Migrating from NavigationView
For simple cases, migration is mechanical:
// Before
NavigationView {
content
}
// After
NavigationStack {
content
}
For NavigationLink with destinations, switch to value-based navigation:
// Before
NavigationLink(destination: DetailView(item: item)) {
Text(item.name)
}
// After
NavigationLink(value: item) {
Text(item.name)
}
// Plus somewhere up the hierarchy:
.navigationDestination(for: Item.self) { item in
DetailView(item: item)
}
The destination definition moves from the link itself to a modifier on a parent view. This centralizes your navigation logic and makes it easier to maintain.

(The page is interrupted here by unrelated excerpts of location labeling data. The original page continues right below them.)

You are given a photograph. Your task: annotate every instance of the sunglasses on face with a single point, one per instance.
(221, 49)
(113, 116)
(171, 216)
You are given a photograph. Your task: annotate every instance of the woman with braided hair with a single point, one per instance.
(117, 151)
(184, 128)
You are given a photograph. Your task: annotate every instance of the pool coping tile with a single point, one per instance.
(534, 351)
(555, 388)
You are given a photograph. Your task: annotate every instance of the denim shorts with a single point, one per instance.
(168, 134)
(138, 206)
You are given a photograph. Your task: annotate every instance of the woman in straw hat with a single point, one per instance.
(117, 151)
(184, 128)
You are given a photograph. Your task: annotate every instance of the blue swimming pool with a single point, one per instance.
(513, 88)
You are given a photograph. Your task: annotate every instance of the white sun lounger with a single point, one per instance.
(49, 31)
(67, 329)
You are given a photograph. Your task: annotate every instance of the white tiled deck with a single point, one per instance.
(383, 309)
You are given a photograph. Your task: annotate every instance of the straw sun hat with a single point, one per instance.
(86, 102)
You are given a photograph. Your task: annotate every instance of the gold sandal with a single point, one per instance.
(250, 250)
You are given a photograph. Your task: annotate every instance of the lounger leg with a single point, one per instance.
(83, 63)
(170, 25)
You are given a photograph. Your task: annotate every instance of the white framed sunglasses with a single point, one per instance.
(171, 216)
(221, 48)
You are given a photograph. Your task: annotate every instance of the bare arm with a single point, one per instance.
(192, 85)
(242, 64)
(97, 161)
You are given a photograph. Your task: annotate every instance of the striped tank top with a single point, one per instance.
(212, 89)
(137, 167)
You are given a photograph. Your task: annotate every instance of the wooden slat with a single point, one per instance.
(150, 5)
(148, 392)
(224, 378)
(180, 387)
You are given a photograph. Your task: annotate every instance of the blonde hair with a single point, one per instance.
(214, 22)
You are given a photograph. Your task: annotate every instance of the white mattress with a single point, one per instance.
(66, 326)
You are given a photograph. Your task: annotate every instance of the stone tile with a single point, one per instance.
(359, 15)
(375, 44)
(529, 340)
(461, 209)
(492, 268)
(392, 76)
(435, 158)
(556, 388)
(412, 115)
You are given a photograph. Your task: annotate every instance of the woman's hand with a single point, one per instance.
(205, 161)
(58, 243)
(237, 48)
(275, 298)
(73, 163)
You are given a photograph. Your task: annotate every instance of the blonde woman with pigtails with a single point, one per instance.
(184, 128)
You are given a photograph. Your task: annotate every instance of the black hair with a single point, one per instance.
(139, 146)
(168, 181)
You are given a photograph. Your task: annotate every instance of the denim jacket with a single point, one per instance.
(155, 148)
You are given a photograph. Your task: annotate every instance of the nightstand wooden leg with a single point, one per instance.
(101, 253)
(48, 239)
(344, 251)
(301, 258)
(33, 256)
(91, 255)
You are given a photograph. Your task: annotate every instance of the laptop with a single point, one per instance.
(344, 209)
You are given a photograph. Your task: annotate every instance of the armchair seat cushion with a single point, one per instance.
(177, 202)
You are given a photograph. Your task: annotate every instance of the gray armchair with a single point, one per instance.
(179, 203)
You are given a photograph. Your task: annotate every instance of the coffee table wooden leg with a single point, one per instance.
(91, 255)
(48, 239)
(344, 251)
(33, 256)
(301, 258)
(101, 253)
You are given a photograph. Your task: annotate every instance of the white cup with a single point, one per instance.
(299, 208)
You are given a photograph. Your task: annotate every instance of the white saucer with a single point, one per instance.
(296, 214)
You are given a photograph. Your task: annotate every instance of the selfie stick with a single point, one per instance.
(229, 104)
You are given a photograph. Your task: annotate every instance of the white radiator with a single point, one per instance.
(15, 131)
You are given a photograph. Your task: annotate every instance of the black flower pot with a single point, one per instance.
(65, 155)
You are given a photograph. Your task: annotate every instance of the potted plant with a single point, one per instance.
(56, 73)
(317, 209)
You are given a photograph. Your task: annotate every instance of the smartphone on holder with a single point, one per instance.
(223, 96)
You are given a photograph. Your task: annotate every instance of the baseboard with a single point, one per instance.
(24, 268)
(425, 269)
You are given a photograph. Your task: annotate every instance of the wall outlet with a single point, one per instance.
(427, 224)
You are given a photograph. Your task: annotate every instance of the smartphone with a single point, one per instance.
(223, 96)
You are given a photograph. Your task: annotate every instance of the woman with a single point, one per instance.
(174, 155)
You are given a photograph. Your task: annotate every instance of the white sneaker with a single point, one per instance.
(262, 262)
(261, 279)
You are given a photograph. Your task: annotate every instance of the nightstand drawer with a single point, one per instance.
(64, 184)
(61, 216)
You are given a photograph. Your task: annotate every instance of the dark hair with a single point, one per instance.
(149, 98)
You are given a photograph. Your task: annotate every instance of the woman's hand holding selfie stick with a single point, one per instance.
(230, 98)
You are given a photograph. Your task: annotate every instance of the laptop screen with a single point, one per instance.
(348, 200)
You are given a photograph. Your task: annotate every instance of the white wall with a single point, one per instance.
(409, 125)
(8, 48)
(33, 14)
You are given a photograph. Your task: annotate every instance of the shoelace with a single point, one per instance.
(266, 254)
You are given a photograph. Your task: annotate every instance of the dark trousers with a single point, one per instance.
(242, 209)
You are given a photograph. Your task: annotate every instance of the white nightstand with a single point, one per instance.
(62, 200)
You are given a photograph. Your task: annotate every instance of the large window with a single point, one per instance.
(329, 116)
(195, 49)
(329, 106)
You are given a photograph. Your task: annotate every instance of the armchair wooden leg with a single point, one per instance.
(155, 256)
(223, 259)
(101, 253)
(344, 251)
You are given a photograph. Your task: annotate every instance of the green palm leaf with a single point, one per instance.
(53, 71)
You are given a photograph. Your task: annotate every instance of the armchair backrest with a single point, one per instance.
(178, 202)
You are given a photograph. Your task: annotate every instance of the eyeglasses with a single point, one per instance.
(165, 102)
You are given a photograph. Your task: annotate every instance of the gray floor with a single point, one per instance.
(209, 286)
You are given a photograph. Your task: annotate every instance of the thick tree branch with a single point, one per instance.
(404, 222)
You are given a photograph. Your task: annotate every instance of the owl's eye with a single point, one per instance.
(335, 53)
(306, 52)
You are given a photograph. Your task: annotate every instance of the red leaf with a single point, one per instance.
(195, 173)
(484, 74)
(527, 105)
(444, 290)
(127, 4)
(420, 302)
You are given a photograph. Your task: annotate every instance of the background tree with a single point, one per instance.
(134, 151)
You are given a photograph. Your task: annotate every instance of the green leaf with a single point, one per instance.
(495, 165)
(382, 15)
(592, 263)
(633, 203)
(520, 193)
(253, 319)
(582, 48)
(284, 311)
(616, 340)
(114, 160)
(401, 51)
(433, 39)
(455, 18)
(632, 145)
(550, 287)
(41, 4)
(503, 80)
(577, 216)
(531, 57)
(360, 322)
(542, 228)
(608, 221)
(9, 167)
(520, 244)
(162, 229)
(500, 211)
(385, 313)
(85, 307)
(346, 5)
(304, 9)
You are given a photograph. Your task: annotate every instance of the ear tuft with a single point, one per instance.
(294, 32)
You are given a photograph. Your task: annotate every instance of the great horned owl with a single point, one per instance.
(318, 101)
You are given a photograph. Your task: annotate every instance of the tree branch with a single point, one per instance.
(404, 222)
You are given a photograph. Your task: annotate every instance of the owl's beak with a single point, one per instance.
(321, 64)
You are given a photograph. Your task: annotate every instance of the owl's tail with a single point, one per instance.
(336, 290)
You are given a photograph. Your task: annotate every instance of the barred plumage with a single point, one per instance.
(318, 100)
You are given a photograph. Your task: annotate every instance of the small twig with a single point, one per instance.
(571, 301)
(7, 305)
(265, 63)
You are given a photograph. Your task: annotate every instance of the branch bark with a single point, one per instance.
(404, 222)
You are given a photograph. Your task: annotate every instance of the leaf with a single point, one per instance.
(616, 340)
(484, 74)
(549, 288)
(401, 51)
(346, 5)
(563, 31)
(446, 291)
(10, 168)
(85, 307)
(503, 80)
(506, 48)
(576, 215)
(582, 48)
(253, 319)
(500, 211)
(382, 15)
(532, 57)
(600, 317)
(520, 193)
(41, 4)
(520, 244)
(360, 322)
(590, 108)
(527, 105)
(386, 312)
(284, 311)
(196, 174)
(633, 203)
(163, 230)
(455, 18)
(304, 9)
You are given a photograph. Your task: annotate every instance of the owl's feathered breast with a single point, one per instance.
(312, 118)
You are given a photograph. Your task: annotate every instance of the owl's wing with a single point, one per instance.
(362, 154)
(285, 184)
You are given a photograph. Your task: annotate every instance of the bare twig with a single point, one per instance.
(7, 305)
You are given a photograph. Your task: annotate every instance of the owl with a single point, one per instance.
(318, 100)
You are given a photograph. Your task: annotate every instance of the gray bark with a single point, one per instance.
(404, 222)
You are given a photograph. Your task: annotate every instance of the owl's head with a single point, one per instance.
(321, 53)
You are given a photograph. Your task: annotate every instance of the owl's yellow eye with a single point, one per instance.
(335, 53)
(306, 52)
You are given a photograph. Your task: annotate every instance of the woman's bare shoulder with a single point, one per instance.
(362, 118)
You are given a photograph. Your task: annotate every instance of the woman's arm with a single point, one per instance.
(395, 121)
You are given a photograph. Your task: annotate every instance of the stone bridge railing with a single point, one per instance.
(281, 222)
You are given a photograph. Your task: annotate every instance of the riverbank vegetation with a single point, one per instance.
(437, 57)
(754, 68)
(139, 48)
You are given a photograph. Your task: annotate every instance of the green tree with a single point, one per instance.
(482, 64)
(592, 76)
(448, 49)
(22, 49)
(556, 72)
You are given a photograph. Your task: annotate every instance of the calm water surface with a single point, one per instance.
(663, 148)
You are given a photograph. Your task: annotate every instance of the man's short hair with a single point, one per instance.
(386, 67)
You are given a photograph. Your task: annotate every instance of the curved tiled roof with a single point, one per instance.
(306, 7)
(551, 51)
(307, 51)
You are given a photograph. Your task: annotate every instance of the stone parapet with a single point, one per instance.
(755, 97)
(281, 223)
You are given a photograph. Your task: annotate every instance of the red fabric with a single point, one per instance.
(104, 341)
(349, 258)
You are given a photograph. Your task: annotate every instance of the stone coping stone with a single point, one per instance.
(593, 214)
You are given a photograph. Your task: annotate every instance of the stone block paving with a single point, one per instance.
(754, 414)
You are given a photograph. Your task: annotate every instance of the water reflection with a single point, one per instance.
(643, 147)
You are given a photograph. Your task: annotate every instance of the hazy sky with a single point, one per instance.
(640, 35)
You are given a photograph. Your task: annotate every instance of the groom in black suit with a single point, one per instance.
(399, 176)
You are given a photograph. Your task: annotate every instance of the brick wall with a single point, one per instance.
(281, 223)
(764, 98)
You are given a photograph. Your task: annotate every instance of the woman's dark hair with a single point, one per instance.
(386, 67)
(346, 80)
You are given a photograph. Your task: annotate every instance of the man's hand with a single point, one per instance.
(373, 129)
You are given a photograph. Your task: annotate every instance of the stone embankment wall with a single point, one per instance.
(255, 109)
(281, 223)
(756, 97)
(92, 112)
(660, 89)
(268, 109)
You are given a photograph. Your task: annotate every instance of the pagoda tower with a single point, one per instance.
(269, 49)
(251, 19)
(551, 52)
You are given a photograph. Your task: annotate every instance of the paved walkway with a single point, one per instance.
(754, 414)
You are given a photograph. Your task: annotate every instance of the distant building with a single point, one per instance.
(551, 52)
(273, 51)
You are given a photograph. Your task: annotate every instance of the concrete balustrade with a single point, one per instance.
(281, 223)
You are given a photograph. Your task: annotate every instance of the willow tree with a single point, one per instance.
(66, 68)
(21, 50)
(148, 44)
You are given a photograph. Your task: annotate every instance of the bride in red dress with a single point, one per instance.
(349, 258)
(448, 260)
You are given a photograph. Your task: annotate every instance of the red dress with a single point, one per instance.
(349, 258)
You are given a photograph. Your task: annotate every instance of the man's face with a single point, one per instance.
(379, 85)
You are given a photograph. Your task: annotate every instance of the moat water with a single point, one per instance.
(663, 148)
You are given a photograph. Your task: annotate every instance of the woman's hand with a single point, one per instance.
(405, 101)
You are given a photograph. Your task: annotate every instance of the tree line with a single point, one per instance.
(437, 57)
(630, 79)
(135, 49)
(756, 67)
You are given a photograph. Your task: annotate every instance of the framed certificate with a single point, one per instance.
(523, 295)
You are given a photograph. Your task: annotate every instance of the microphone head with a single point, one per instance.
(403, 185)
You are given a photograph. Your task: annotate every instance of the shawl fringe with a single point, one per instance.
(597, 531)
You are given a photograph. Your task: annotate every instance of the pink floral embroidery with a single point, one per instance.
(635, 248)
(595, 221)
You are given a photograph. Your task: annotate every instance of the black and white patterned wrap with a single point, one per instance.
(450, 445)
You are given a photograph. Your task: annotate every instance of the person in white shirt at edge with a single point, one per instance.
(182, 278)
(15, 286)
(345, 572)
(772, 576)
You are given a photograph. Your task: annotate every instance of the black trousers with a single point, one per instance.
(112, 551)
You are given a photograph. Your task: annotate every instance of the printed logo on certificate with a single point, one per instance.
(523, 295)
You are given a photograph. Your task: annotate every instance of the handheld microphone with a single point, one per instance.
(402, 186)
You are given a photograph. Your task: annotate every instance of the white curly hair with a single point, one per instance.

Split Views with NavigationSplitView
NavigationView with multiple columns became NavigationSplitView, a separate container optimized for iPad and Mac:
struct SplitLayout: View {
@State private var selectedItem: Item?
var body: some View {
NavigationSplitView {
List(items, selection: $selectedItem) { item in
Text(item.name)
}
} detail: {
if let item = selectedItem {
ItemDetailView(item: item)
} else {
ContentUnavailableView("Select an Item", systemImage: "doc")
}
}
}
}
The separation makes intent clearer. NavigationStack is for pushing views onto a stack. NavigationSplitView is for side-by-side column layouts that adapt to screen size.
State Persistence
Since the path is just data, you can persist navigation state across app launches. NavigationPath conforms to Codable when all its contained types do:
struct PersistentNavigation: View {
@State private var path: NavigationPath = loadSavedPath()
var body: some View {
NavigationStack(path: $path) {
RootView()
.navigationDestination(for: Screen.self) { screen in
screenView(for: screen)
}
}
.onChange(of: path) { _, newPath in
savePath(newPath)
}
}
}
Users return to exactly where they left off. This was painful to implement with NavigationView but falls out naturally with NavigationStack.
When to Use Each
Use NavigationStack for new code targeting iOS 16 and later. There's no reason to use the deprecated API when you have a choice.
Keep NavigationView only when you must support iOS 15 or earlier. Even then, consider wrapping it in a compatibility layer so you can migrate later.
The mental model shift (from implicit view-based navigation to explicit data-driven navigation) takes some adjustment. But once it clicks, you'll wonder how you ever lived without it.